DataTags

Research Overview:

Members of the Privacy Tools project are developing DataTags, a suite of tools to help researchers share and use sensitive data in a standardized and responsible way.

Proper handling of human subjects data requires knowledge of relevant federal and state data privacy laws, applicable data sharing agreements, best practices for confidentiality and security, and available mechanisms for privacy protection. The goal of DataTags is to help researchers who are not legal or technical experts navigate these considerations and make informed decisions when collecting, storing, and sharing privacy-sensitive data.

For more information, please see the FAQ below and visit DataTags.org to try the demo available.

About the DataTags project

What problem is DataTags designed to address?

Making data widely available to researchers is good policy and crucial to good science. It enables replication and validation of scientific findings, supports extensions of studies, and maximizes return on research investment. For these reasons, sponsors and publishers expect or mandate the sharing of data where possible.

However, data containing sensitive information about individuals cannot be shared openly without appropriate safeguards. An extensive body of statutes, regulations, institutional policies, consent forms, data sharing agreements, and best practices govern how sensitive data should be used and disclosed in different contexts. Researchers and institutions that manage and share data must interpret how the various legal requirements and other data privacy and security standards constrain their handling of a given dataset. DataTags helps researchers navigate these complex issues.

How does DataTags work?

DataTags is designed to enable computer-assisted assessments of the legal, contractual, and policy restrictions that govern data sharing decisions. Assessments are performed through interactive computation, in which the DataTags system asks a user a series of questions to elicit the key properties of a given dataset and applies inference rules to determine which laws, contracts, and best practices are applicable. The output is a set of recommended DataTags, or simple, iconic labels that represent a human-readable and machine-actionable data policy, and a license agreement that is tailored to the individual dataset. The DataTags system is being designed to integrate with the open source data repository software Dataverse and its suite of access controls and statistical analysis tools. It will also operate as a standalone tool and as an application that can be integrated with other platforms.

What are DataTags?

The DataTags recommended by the system are human-readable and machine-actionable labels that express conditions under which datasets can be stored, transmitted, or used. Colloquially, each DataTag tells you that there are some specific things you can safely do with the data — such as make the data available to any user who accepts a prespecified click-through agreement — without requiring further human analysis or decision making.

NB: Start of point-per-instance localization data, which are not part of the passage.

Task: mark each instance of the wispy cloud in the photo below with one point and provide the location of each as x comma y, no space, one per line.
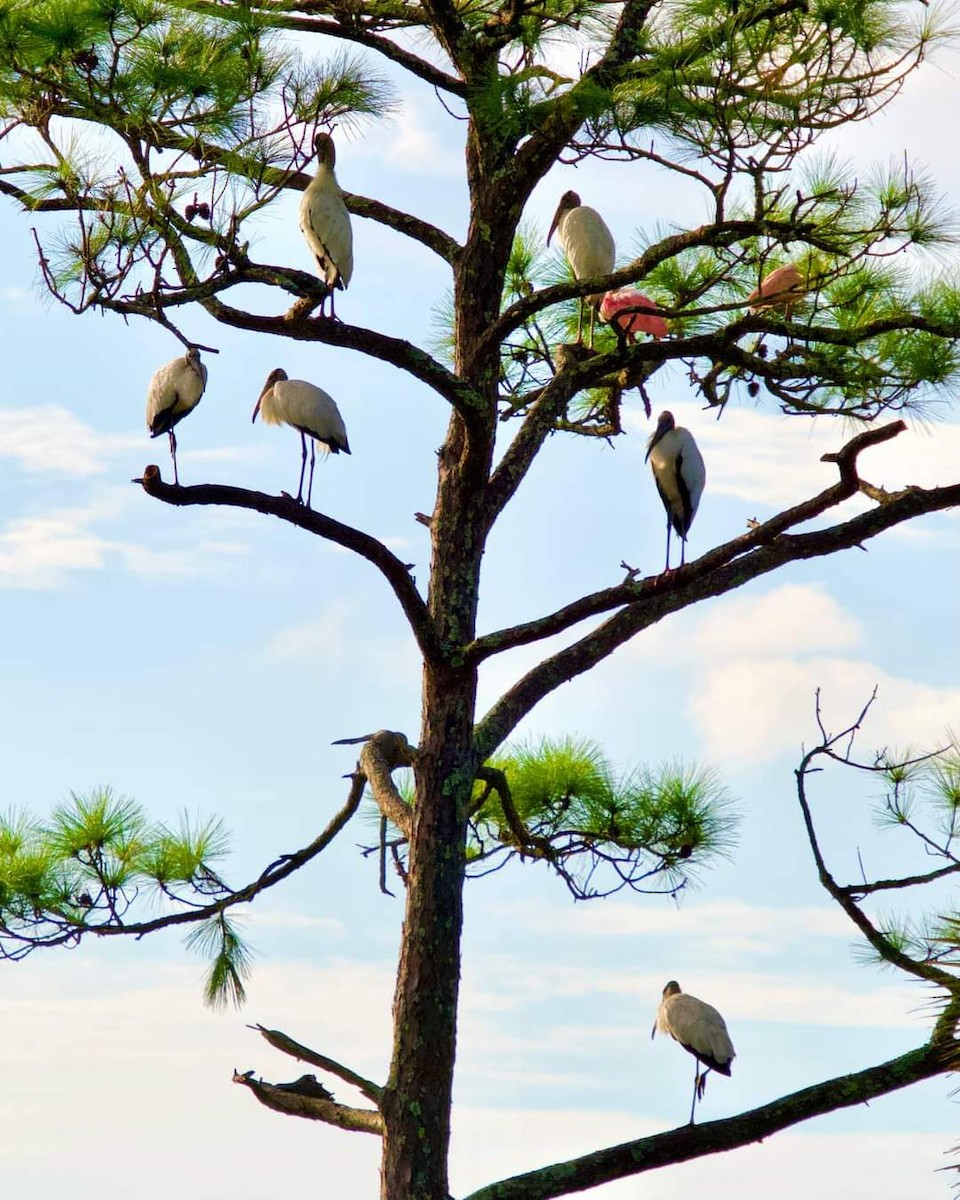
51,438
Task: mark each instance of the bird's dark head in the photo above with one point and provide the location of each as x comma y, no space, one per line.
275,376
568,201
664,425
324,147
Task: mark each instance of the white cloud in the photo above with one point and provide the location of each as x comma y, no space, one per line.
773,461
706,921
755,708
52,438
792,619
43,552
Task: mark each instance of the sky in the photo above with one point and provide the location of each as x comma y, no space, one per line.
204,661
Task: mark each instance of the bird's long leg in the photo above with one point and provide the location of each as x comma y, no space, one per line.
312,461
172,436
303,467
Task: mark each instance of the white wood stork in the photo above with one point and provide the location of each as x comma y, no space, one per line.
679,475
700,1029
325,222
174,391
587,244
310,411
783,288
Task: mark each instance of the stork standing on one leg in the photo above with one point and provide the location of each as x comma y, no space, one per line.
701,1030
679,474
587,244
174,391
310,411
325,222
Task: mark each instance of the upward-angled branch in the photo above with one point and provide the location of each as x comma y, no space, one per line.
396,573
681,1145
717,573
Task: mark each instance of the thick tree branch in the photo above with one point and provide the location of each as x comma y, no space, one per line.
352,30
287,1045
721,570
396,573
309,1099
715,1137
657,589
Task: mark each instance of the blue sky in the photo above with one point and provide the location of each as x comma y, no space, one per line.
205,661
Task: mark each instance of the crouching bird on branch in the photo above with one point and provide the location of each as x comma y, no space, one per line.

Requirements that cannot be automated and expressed by a simple label are encoded instead in a custom license agreement that complements the DataTags assigned to a dataset.

More formally, a DataTag is an informative label from a controlled vocabulary that can be applied to a dataset. It carries distinct semantics, summarizing sufficient conditions for a specific set of automated actions over the data. A dataset is labelled with a tag on the basis of a systematic interrogation of a data controller, conducted using a specified set of survey questions, and inferential rules for tag assignment. Each label formally corresponds to a set of assertions regarding permissible or impermissible actions over the dataset.

Who are the members of the DataTags team?

    Latanya Sweeney

    Merce Crosas

    Urs Gasser

    Salil Vadhan

    Steve Chong

    Michael Bar-Sinai

    Micah Altman

    David O’Brien

    Marco Gaboardi

    Kit Walsh

    Alexandra Wood

    Kevin Condon

    Michael Heppler

    Sean Hooley

    Elizabeth Quigley

    Naomi Day

    Bryan Lee

    Jeremy Merkel

    Anna Myers

    Brett Weinstein

      How can I get involved?

      Please see our open positions for interns, students, postdocs and visiting scholars.

      How have students contributed to the project?

      Students have been involved throughout the development of DataTags. Law students contribute to the project by performing legal research and drafting memoranda analyzing how various privacy laws and regulations govern the collection, use, and sharing of personal data for research purposes. They also draft questions for the DataTags automated interview and terms for the custom license agreements. Undergraduates, graduate students, and postdocs in computer science contribute to the development of the DataTags software. This involves creating a custom language for the DataTags interview, inference, and tags assignment process, as well as tools for testing, verifying, and validating the software code.